Eine weitere wichtige Rolle spielt der Einfallswinkel des Lichts auf die Netzhaut. Damit das Licht die Photorezeptoren genau trifft, muss es wie das Tageslicht großflächig aus dem oberen Raum ins Auge fallen. Die Leuchten werden deshalb so platziert, dass sie die Decke und Wände flächig anstrahlen, die wiederum das Licht im richtigen Winkel reflektieren. Auf optimales Sehen in verschiedenen Arbeitsbereichen ist Human Centric Lighting nicht ausgerichtet. Es muss durch Lampen ergänzt werden, die Arbeitsflächen so ausleuchten, dass optimales Sehen möglich ist.
Wer nachts arbeiten muss, kann die Wachheit in der zweiten Nachthälfte mit kaltweißem Licht erhöhen. / Foto: Getty Images/Moyo Studio
Ein weiterer wichtiger Aspekt des Human Centric Lighting ist der erwünschte Nutzen. Soll der Schlaf-wach-Rhythmus von Mitarbeitern stabilisiert, das Wohlbefinden erhöht und die Gesundheit gefördert werden, setzen Experten beim künstlichen Lichtangebot auf eine möglichst genaue Nachahmung der spektralen Zusammensetzung des Tageslichts.
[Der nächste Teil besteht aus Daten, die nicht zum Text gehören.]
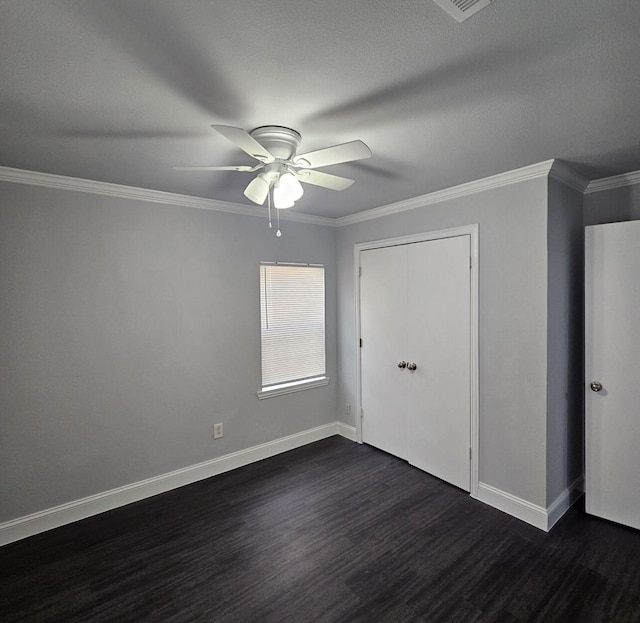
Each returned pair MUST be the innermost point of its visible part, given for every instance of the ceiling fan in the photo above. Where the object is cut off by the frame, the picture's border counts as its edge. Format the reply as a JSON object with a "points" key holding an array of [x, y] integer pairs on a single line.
{"points": [[281, 169]]}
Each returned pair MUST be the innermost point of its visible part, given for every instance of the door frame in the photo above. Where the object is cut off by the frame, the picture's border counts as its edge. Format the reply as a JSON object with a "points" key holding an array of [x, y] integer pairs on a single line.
{"points": [[465, 230]]}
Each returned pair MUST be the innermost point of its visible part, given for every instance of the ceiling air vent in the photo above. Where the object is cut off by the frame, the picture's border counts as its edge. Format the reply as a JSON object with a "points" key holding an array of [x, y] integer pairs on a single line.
{"points": [[462, 9]]}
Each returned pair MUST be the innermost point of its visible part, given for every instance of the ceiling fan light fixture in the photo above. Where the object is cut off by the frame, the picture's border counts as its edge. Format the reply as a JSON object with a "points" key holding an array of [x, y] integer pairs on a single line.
{"points": [[286, 191]]}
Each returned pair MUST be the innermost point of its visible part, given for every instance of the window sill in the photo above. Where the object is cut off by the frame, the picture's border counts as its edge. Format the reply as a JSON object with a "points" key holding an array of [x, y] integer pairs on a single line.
{"points": [[290, 388]]}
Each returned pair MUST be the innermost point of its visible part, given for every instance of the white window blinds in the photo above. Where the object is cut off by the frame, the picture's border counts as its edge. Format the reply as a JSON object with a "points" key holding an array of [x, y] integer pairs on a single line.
{"points": [[292, 323]]}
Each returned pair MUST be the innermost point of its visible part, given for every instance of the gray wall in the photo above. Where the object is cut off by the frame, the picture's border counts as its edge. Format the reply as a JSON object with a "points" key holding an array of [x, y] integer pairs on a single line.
{"points": [[513, 326], [126, 330], [612, 206], [565, 330]]}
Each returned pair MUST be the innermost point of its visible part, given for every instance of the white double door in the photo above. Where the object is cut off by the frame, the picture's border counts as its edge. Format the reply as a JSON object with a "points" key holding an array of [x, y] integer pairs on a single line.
{"points": [[415, 310], [612, 368]]}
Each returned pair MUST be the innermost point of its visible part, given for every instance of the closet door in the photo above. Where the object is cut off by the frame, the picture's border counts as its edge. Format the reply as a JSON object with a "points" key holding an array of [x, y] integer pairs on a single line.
{"points": [[439, 325], [383, 329], [612, 412], [415, 310]]}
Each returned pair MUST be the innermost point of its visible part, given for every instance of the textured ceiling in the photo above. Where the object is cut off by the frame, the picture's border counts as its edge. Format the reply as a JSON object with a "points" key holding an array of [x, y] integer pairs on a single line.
{"points": [[122, 91]]}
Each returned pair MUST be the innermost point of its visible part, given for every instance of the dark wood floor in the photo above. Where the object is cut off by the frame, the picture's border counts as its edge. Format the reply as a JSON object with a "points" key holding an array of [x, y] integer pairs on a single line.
{"points": [[329, 532]]}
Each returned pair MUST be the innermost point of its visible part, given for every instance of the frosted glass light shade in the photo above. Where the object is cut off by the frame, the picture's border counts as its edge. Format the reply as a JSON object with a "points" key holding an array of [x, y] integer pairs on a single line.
{"points": [[286, 191]]}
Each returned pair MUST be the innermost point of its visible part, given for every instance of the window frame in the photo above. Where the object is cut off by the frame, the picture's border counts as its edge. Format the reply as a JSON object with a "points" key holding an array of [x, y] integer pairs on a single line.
{"points": [[295, 385]]}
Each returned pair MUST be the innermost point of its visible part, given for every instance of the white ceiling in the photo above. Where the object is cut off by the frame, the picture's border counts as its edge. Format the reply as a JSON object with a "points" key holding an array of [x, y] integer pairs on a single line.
{"points": [[121, 91]]}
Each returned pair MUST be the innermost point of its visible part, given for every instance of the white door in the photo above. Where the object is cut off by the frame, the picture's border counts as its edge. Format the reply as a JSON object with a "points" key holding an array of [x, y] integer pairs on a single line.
{"points": [[612, 367], [415, 306], [383, 327], [439, 321]]}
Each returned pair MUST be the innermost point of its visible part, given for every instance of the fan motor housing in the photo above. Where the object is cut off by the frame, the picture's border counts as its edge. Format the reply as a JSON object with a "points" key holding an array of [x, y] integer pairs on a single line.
{"points": [[281, 142]]}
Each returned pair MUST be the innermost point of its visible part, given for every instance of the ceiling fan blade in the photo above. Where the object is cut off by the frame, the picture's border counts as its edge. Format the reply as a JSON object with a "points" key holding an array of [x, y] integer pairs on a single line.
{"points": [[346, 152], [326, 180], [229, 168], [242, 139], [257, 189]]}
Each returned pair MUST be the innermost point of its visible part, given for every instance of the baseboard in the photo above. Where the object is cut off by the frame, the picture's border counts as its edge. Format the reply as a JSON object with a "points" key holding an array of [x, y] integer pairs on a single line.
{"points": [[565, 501], [538, 516], [57, 516], [513, 505], [347, 431]]}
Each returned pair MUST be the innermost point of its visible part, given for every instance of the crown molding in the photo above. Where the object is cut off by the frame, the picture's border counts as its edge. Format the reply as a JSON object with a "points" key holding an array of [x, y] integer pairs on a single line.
{"points": [[565, 174], [615, 181], [530, 172], [107, 189]]}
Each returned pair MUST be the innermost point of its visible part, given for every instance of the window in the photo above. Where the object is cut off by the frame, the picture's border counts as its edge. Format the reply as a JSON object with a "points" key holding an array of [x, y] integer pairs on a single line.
{"points": [[292, 327]]}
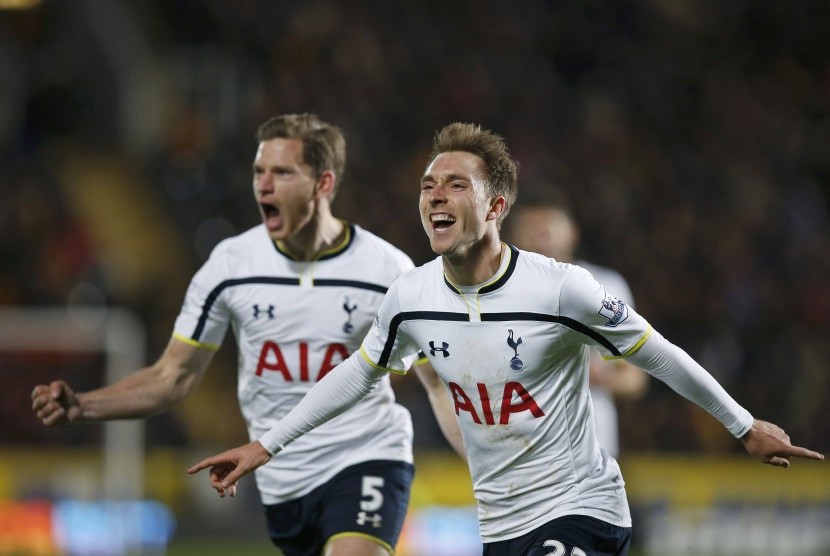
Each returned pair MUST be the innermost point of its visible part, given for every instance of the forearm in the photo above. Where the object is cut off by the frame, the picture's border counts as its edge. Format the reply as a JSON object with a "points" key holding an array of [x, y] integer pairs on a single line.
{"points": [[141, 394], [343, 387], [667, 362]]}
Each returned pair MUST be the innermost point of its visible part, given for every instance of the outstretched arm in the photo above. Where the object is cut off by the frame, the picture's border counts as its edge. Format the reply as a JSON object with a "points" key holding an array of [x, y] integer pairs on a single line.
{"points": [[764, 441], [343, 387], [138, 395], [442, 407]]}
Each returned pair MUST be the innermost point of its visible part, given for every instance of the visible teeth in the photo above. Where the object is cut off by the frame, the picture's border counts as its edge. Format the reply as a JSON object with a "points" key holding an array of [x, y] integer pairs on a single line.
{"points": [[441, 218]]}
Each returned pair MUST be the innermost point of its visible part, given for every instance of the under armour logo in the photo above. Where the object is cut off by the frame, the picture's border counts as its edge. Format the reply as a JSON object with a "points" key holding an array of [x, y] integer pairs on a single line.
{"points": [[515, 363], [443, 349], [375, 519], [348, 326], [269, 311]]}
Mit einer kurzzeitigen Erhöhung von Beleuchtungsstärke und Lichtfarbe zur Mittagszeit oder am frühen Nachmittag kann eine gezielte Aktivierung erwirkt werden. Um die Belastung durch Nachtschichten geringer zu halten, empfehlen Experten, in der ersten Nachthälfte Lichtquellen zu verwenden, die einen geringen Effekt auf den circadianen Rhythmus haben. In der zweiten Nachthälfte kann eine kurzzeitige Beleuchtung mit kaltweißem Licht die Wachheit erhöhen. Im Idealfall können Arbeitnehmer durch das Lichtkonzept zu Hause sofort einschlafen und erst am Nachmittag wieder aufwachen.
Auch Senioren können von einem guten Beleuchtungskonzept profitieren. Denn mit zunehmendem Alter unterscheidet der Organismus immer weniger zwischen Tag und Nacht. Der Schlafrhythmus wird unregelmäßig, Schlafphasen am Tag häufiger, da das Schlafbedürfnis insgesamt gleich bleibt. Mit dem Setzen von Beleuchtungsimpulsen können der Schlaf-wach-Rhythmus stabilisiert und lange Wachphasen in der Nacht reduziert werden.